Defining the anomaly detection scoring model

Predictive maintenance and anomaly detection are complex problems to address. We do not pretend to address those complex problems in this repository, as we focus in putting in place the end to end creation and deployment of the model. To review the problem of predictive maintenance read this article.

If you want to contribute to build a better model, we are looking for contributors.

To build the model and work on the data, we will use a local version of Jupyter notebook to load the logistic regression nodebook from the ml folder.

We have two types of notebook

  1. Start a jupyter server using our docker image and a postgresql in IBM cloud.

    pwd
    
    ./startJupyterServer IBMCLOUD  or LOCAL
    
  2. Then open a web browser to http://localhost:8888?token=<sometoken> go under work/ml folder.
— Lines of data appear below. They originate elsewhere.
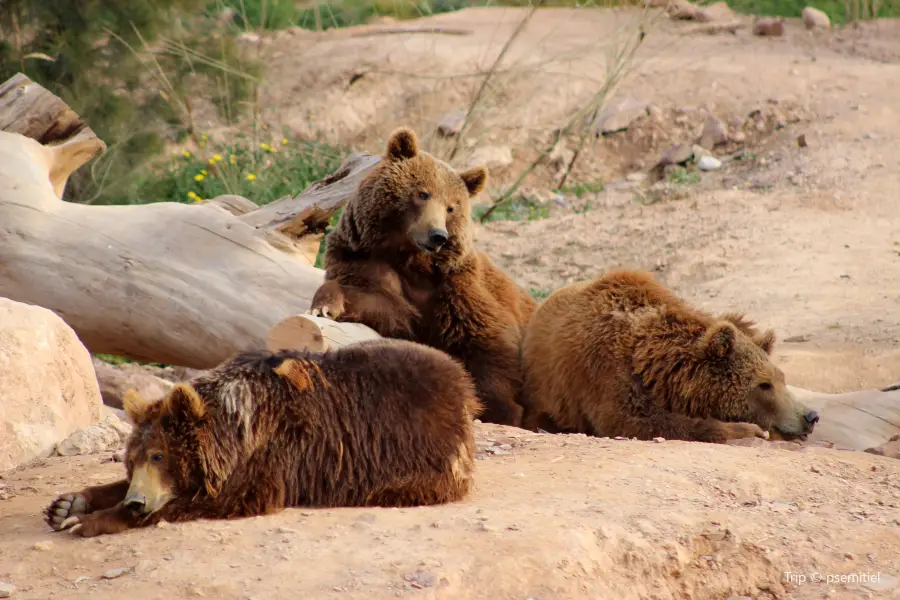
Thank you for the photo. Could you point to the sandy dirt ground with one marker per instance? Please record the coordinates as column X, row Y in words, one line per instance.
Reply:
column 806, row 240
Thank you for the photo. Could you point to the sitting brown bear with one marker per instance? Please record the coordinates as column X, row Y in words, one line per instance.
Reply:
column 401, row 261
column 380, row 423
column 623, row 356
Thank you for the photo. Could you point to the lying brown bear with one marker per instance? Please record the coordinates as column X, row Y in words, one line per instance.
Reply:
column 623, row 356
column 402, row 261
column 382, row 423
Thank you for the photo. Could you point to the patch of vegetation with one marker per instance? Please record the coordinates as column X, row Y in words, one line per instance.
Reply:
column 579, row 190
column 835, row 9
column 112, row 359
column 96, row 57
column 262, row 172
column 680, row 175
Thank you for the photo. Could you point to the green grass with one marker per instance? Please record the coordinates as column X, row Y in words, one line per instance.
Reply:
column 793, row 8
column 261, row 172
column 680, row 175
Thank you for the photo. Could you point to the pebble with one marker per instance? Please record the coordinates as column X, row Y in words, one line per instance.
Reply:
column 114, row 573
column 709, row 163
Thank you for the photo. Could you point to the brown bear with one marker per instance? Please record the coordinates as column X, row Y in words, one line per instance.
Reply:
column 379, row 423
column 401, row 261
column 623, row 356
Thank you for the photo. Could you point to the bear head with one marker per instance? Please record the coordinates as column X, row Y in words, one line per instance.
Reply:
column 172, row 452
column 413, row 203
column 733, row 368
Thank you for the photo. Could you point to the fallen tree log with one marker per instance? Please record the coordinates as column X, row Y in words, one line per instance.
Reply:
column 172, row 283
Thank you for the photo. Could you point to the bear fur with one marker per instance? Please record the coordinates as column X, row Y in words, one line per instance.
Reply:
column 379, row 423
column 623, row 356
column 401, row 261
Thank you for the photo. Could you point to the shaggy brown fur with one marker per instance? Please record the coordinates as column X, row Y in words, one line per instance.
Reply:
column 401, row 261
column 383, row 423
column 623, row 356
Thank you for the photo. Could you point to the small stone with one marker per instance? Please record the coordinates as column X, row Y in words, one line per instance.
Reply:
column 115, row 573
column 451, row 123
column 768, row 27
column 714, row 132
column 813, row 18
column 709, row 163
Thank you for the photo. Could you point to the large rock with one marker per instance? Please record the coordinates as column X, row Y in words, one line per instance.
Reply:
column 47, row 384
column 116, row 380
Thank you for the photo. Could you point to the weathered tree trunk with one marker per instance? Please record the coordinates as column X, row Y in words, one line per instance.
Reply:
column 166, row 282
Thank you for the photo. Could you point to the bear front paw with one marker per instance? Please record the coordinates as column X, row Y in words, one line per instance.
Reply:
column 60, row 513
column 734, row 431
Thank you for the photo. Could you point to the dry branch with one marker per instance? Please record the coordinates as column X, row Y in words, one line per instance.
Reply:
column 166, row 282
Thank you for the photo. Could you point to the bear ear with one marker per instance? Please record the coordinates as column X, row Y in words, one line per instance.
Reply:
column 135, row 406
column 766, row 341
column 402, row 144
column 184, row 399
column 475, row 179
column 718, row 341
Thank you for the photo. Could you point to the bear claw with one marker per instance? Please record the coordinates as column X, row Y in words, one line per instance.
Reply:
column 63, row 509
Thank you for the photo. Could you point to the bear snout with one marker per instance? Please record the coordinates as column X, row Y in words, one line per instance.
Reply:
column 437, row 237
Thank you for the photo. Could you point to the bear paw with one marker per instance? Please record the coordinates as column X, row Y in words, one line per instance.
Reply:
column 61, row 512
column 734, row 431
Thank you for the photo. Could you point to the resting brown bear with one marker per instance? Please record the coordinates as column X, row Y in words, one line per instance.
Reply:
column 380, row 423
column 401, row 261
column 623, row 356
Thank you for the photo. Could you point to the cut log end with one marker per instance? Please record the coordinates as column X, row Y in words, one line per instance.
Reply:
column 316, row 334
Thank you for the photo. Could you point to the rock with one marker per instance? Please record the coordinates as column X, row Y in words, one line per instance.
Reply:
column 115, row 380
column 618, row 116
column 890, row 449
column 100, row 437
column 676, row 155
column 813, row 18
column 714, row 132
column 681, row 9
column 47, row 381
column 492, row 157
column 768, row 27
column 116, row 573
column 451, row 123
column 720, row 11
column 709, row 163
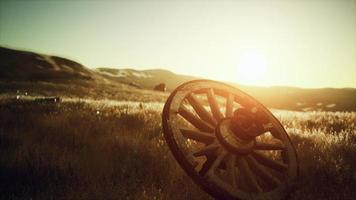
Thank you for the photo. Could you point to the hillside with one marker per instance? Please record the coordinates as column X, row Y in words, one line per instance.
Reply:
column 20, row 70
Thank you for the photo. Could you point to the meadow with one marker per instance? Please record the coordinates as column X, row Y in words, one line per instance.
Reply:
column 103, row 149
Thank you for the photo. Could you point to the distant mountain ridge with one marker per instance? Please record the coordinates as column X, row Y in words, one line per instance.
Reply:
column 18, row 65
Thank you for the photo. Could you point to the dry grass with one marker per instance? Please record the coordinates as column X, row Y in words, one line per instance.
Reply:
column 115, row 150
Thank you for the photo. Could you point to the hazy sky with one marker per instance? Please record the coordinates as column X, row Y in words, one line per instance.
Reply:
column 296, row 43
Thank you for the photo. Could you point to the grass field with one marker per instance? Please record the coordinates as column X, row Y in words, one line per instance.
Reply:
column 87, row 149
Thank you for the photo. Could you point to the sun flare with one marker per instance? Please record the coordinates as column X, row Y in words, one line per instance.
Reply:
column 252, row 68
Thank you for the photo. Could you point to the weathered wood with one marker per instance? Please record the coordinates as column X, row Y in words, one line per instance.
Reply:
column 200, row 110
column 195, row 121
column 214, row 106
column 199, row 136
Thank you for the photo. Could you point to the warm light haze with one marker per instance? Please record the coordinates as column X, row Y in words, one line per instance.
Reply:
column 293, row 43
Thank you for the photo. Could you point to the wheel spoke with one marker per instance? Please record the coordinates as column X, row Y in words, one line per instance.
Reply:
column 231, row 170
column 267, row 146
column 229, row 105
column 264, row 160
column 214, row 105
column 262, row 172
column 199, row 136
column 217, row 162
column 207, row 150
column 195, row 121
column 200, row 110
column 247, row 174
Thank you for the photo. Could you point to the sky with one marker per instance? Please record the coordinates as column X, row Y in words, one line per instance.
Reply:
column 304, row 43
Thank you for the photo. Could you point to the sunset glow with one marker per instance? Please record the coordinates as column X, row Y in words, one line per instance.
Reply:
column 293, row 43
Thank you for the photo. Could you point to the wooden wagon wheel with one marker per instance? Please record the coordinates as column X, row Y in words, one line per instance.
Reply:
column 230, row 144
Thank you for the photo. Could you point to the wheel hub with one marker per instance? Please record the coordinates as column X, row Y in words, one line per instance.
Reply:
column 229, row 139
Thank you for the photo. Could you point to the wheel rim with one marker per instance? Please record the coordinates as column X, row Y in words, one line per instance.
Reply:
column 222, row 148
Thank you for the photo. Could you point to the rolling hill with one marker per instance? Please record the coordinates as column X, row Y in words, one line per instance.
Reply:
column 21, row 69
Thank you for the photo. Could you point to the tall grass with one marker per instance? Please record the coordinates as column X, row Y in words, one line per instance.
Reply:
column 115, row 150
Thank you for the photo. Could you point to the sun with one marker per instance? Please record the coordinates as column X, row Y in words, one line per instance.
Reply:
column 252, row 68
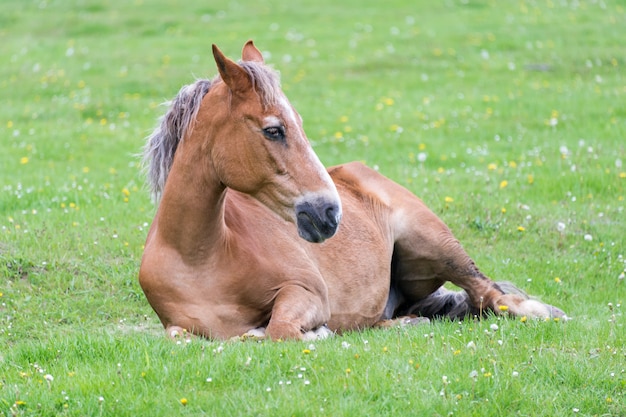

  3. Open one of the model:

    • the model_logistic_regression.ipynb to work on data set saved in the ml/data/telemetries.csv file.
    • the model_logistic_regression-pg.ipynb to work on data saved in postgresql running on IBM Cloud.

    The notebooks include comments to explain how the model is done. We use logistic regression to build a binary classification (maintenance required or not), as the data are simulated, and the focus is not in the model building, but more on the end to end process.

    The notebook persists the trained model as a pickle file so it can be loaded by a python module or another notebook.

    For more information on using the Jupyter notebook, here is a product documentation.

    • The co2 sensor plot over time shows the training data with some sporadic behavior:

    • The confusion matrix shows very little false positive and false negative:

  4. Use the model in another notebook: We can use a second notebook to test the model with one telemetry record using the pickle serialized model. The notebook is named predictMaintenance.ipynb.